In common with other areas of the global financial markets, the interest rate and inflation markets have seen a marked increase in volatility since the announcement of the UK referendum result, reflecting the fact that a ‘Remain’ outcome had been largely priced in.
The reaction in the markets over the course of the first day has been to price in a more negative outlook both for the UK and global economies. Markets have also immediately moved to price in an increased probability of monetary policy responses both in the UK and internationally.
There has been increasing speculation that the Bank of England may move to cut interest rates. However, while supporting demand is appropriate the economic costs of exit will come largely through reductions in trade which reduce efficiency and this is not something large amounts of monetary stimulus can fix.

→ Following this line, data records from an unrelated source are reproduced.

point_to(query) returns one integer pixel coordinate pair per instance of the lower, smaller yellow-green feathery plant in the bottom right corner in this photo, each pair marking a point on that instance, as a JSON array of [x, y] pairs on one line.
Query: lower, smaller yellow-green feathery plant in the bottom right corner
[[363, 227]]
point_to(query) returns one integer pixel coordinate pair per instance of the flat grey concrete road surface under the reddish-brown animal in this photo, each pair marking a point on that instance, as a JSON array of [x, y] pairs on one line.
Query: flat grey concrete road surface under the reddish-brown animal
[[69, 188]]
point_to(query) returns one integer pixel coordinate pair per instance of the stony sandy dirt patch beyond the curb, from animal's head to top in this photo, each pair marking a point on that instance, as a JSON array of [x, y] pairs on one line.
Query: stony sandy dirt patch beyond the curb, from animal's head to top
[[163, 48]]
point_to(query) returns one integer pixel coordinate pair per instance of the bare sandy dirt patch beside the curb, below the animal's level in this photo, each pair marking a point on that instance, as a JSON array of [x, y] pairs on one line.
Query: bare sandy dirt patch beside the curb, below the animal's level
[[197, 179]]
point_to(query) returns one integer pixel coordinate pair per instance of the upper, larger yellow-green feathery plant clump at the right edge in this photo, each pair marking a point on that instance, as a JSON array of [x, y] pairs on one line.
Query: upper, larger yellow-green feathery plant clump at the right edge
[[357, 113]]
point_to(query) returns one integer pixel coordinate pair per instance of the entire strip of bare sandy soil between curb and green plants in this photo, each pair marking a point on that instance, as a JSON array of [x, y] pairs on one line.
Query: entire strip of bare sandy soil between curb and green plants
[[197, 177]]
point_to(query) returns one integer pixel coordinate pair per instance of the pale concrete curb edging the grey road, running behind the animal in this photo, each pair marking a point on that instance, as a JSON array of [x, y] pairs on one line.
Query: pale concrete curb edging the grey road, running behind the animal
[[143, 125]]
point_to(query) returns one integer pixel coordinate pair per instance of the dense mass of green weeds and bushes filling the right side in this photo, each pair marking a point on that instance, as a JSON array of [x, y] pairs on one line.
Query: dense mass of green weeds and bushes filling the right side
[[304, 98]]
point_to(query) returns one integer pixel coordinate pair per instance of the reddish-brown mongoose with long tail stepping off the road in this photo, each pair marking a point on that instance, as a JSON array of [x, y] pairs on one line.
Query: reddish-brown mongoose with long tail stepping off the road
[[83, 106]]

Thus it seems unlikely the BoE would go as far as negative interest rates. If the Bank of England does deem that more monetary easing is appropriate, we believe this is more likely to take the form of cutting interest rates 25 to 50 basis points and then possibly more quantitative easing.
Unsurprisingly, inflation markets have also priced in lower inflation and growth expectations, again, both in the UK and internationally. In the near term, however, the reduction in UK inflation expectations may be counteracted by the fall in sterling. Indeed, at the time of writing, the pound stands close to a 30-year low versus the US dollar, where it appears to have found some initial stability and very short term RPI swaps are pricing a small increase in inflation.
Making an assessment of the outlook for the GBP/EUR rate is more challenging, as the outcome of the vote is being interpreted by the market as being potentially as much a negative for the Eurozone as for the UK, both because the reduction in trade applies to both economies and this result may empower other EU sceptics. Nevertheless, the initial move has understandably been for sterling to cheapen versus the Euro.
The overarching impression is that markets are likely to witness a potentially extended period of volatility. Against this backdrop, within the Old Mutual Absolute Return Government Bond Fund we have considered it appropriate to maintain volatility towards the lower end of the fund’s target range. While we expect this scenario to prevail for some time to come, we will remain alert to the potentially attractive valuation anomalies that can emerge during times of market dislocation.